Nuh’un Gemisi ve Durupınar Oluşumu
Türkiye’nin Doğubayazıt ilçesinde yer alan ve bazıları tarafından Nuh Peygamber’in efsanevi gemisinin tufandan sonra karaya oturduğu yer olarak kabul edilen bir jeolojik oluşum bulunmaktadır. Bu bölgedeki arkeolog ekipleri, antik geminin buraya indiğini kanıtlayan delillere ulaştıklarını iddia etmektedirler. Ancak, bu heyecan verici iddiaları değerlendirirken, sunulan kanıtların gerçekten inandırıcı olup olmadığını sorgulamak önemlidir.
Efsanelere göre, yeryüzündeki tüm kötü ve günahkâr ruhları boğan sel suları çekilince, Nuh’u, ailesini ve birkaç hayvanı taşıyan gemi Ararat Dağları’nın zirvesine karaya oturmuştur. Geminin boyutları ise 300 arşın uzunluğunda, 50 arşın genişliğinde ve 30 arşın yüksekliğinde olduğu söylenmektedir. Bu, yaklaşık olarak 134 x 22 x 13 metreye tekabül etmektedir. Bu boyutların çeşitli numerolojik anlamları bulunmaktadır; ancak bu ölçülerde bir geminin gerçekten çok büyük olacağını söylemek mümkündür. Bu nedenle, bu devasa yapıya dair açık arkeolojik kanıtların mevcut olması gerektiği düşünülmektedir.
Durupınar Oluşumu
Durupınar oluşumu, bu bağlamda önemli bir rol oynamaktadır. Ağrı ilinin Doğubayazıt ilçesinde bulunan bu oluşum, 1956 yılında keşfedildikten sonra Nuh’un gemisinin potansiyel son durağı olarak değerlendirilmiştir. Bunun nedeni, büyük ve gemi şeklindeki bir nesne tarafından oluşturulmuş gibi görünen ilginç bir oyuğa sahip olmasıdır. Yıllar boyunca, farklı bireyler bu yapının gerçekten de tufan gemisine ait olduğunu kanıtlayan deliller bulduğunu iddia etmiştir. Şimdi ise, 2021 yılından bu yana gemiyi araştıran bir ekip, daha fazla kanıt ortaya koyduğuna inanmaktadır.

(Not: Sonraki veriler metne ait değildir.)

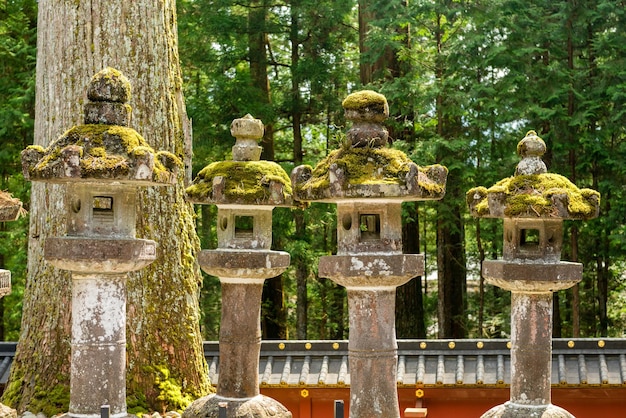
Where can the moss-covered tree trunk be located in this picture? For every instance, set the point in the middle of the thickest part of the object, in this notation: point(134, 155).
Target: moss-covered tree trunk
point(166, 366)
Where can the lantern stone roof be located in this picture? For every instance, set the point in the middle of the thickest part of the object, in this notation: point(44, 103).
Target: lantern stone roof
point(10, 207)
point(364, 167)
point(532, 192)
point(246, 180)
point(105, 148)
point(241, 183)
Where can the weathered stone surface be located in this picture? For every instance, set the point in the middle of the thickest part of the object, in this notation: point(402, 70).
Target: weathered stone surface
point(241, 183)
point(363, 167)
point(533, 204)
point(99, 255)
point(532, 277)
point(108, 113)
point(247, 131)
point(366, 110)
point(371, 271)
point(372, 353)
point(512, 410)
point(5, 282)
point(245, 190)
point(10, 207)
point(257, 407)
point(98, 344)
point(243, 264)
point(354, 173)
point(104, 148)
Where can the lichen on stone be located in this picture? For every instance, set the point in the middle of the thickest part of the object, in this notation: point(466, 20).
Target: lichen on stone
point(105, 152)
point(534, 196)
point(246, 182)
point(364, 99)
point(368, 166)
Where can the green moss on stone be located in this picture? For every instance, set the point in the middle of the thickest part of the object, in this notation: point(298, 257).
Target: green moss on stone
point(171, 395)
point(37, 148)
point(246, 182)
point(50, 402)
point(368, 166)
point(532, 195)
point(364, 99)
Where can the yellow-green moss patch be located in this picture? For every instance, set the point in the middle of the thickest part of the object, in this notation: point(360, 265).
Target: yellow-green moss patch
point(362, 166)
point(531, 195)
point(246, 182)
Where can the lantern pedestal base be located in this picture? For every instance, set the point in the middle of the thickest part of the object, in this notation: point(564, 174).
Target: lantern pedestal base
point(512, 410)
point(257, 407)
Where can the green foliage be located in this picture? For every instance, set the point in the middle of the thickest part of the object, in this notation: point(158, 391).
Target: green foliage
point(17, 109)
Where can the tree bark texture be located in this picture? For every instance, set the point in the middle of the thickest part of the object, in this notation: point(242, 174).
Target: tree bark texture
point(76, 39)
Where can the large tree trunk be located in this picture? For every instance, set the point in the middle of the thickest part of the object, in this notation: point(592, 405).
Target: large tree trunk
point(76, 40)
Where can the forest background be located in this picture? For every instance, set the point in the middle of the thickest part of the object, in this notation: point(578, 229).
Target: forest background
point(464, 80)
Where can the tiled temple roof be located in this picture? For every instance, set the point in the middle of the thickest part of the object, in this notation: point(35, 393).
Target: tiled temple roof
point(421, 363)
point(435, 363)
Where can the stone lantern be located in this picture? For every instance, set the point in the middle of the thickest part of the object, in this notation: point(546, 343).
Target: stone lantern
point(369, 182)
point(102, 163)
point(10, 210)
point(533, 204)
point(245, 191)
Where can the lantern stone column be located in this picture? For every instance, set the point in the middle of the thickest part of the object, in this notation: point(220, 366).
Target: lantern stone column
point(10, 210)
point(533, 204)
point(102, 163)
point(369, 182)
point(245, 191)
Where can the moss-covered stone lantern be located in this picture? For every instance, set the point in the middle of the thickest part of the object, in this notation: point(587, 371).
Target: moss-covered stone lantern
point(533, 204)
point(369, 182)
point(245, 191)
point(10, 210)
point(102, 163)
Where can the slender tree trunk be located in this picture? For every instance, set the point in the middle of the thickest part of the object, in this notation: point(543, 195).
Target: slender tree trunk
point(409, 300)
point(274, 313)
point(76, 40)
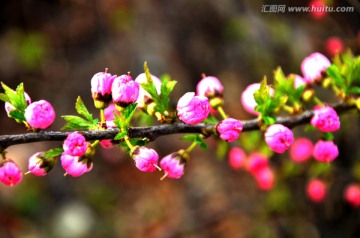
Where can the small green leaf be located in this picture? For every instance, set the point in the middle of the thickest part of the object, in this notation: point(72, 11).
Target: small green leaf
point(53, 153)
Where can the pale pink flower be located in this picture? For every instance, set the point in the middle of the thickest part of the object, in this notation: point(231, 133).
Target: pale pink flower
point(193, 109)
point(125, 90)
point(209, 87)
point(313, 66)
point(172, 166)
point(75, 165)
point(301, 150)
point(40, 114)
point(248, 100)
point(10, 174)
point(75, 144)
point(229, 129)
point(9, 107)
point(101, 86)
point(279, 138)
point(265, 178)
point(352, 195)
point(316, 190)
point(325, 151)
point(325, 119)
point(237, 158)
point(146, 159)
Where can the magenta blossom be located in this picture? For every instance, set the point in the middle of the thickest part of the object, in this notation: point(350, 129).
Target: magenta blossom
point(316, 190)
point(209, 87)
point(101, 86)
point(75, 144)
point(146, 159)
point(75, 165)
point(325, 151)
point(352, 195)
point(10, 174)
point(172, 166)
point(40, 114)
point(279, 138)
point(313, 66)
point(248, 100)
point(325, 119)
point(229, 129)
point(193, 109)
point(237, 158)
point(301, 150)
point(125, 90)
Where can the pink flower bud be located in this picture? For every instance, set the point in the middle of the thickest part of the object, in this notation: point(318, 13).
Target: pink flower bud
point(316, 190)
point(146, 159)
point(101, 86)
point(39, 166)
point(301, 150)
point(209, 87)
point(325, 151)
point(75, 165)
point(229, 129)
point(172, 166)
point(193, 109)
point(40, 114)
point(256, 162)
point(75, 144)
point(125, 90)
point(313, 66)
point(334, 45)
point(237, 158)
point(9, 107)
point(352, 195)
point(248, 100)
point(279, 138)
point(144, 96)
point(265, 178)
point(10, 174)
point(325, 119)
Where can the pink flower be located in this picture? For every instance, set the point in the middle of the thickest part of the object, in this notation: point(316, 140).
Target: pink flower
point(209, 87)
point(248, 100)
point(125, 90)
point(40, 114)
point(352, 195)
point(237, 158)
point(39, 166)
point(265, 178)
point(10, 174)
point(313, 66)
point(229, 129)
point(279, 138)
point(193, 109)
point(334, 45)
point(172, 166)
point(316, 190)
point(256, 162)
point(101, 86)
point(145, 159)
point(75, 165)
point(325, 151)
point(144, 96)
point(325, 119)
point(301, 150)
point(9, 107)
point(75, 144)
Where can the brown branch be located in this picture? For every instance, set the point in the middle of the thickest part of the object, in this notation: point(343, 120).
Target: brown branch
point(153, 132)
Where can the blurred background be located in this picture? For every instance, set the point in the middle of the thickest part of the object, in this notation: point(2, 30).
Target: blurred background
point(56, 46)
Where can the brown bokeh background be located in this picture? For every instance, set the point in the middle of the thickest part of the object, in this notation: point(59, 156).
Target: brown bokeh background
point(56, 46)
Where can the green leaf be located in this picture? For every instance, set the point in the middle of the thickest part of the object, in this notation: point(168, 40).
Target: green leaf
point(82, 110)
point(53, 153)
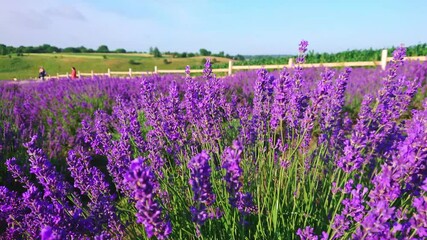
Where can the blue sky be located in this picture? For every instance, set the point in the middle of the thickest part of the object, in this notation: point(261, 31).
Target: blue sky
point(233, 26)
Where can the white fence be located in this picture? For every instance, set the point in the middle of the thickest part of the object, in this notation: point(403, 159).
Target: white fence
point(231, 68)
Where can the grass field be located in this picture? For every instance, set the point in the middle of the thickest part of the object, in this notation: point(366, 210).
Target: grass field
point(24, 67)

Türk ve Amerikalı araştırmacılardan oluşan bu ekip, geminin kalıntılarına dair olduğuna inanılan kaya ve toprak örneklerini incelemektedir. Ekip, topraktaki MÖ 5.000 ila 3.000 yılları arasına ait kil malzemeleri, deniz ürünleri ve deniz ürünlerine dair izler bulduğunu bildirmektedir. Ağrı İbrahim Çeçen Üniversitesi rektör yardımcısı ve profesörü Faruk Kaya, bu bulguların tufanın meydana geldiği düşünülen dönemde dağlarda insan faaliyetinin olduğunu gösterdiğini savunmaktadır. Kaya, Daily Mail’e verdiği demeçte: Nuh Peygamber’in tufanının 5 bin yıl öncesine dayandığı biliniyor diyerek, Tarihsel olarak bu bölgede yaşamın olduğu da belirtiliyor. Laboratuvar sonuçları da bu durumu destekliyor. şeklinde açıklamalarda bulunmuştur.
Ancak bazı uzmanlar, insan faaliyetlerine dair kanıtların, felaket niteliğindeki bir sel veya devasa bir ahşap teknenin varlığına dair kanıtlarla aynı şey olmadığını ifade etmektedir. İnsanlara dair kanıtların varlığı önemli olsa da, Durupınar oluşumunun geminin son konumu olduğu iddiasının daha önceki birçok bulgunun yanlış olduğunun kanıtlandığını da unutmamak gerekiyor. Bu oluşumun şekli, geminin öngörülen şekline benziyor olsa da, bunun tamamen doğal bir oluşum olduğunu savunan arkeologların sayısı oldukça fazladır.
Büyük tufan teması, tarihin derinliklerine kadar uzanmaktadır. Örneğin, Gılgamış Destanında bahsedilen Mezopotamya tufanı efsanesinin, daha sonra değişmiş bir versiyonu olduğu düşünülmektedir. Yaklaşık 7.500 yıl önce, Akdeniz ve Karadeniz çevresinde daha yerel bir sel olayının meydana gelmiş olabileceğine dair bazı kanıtlar bulunmaktadır. Ancak bu kanıtlar bile tartışmalı bir nitelik taşımaktadır.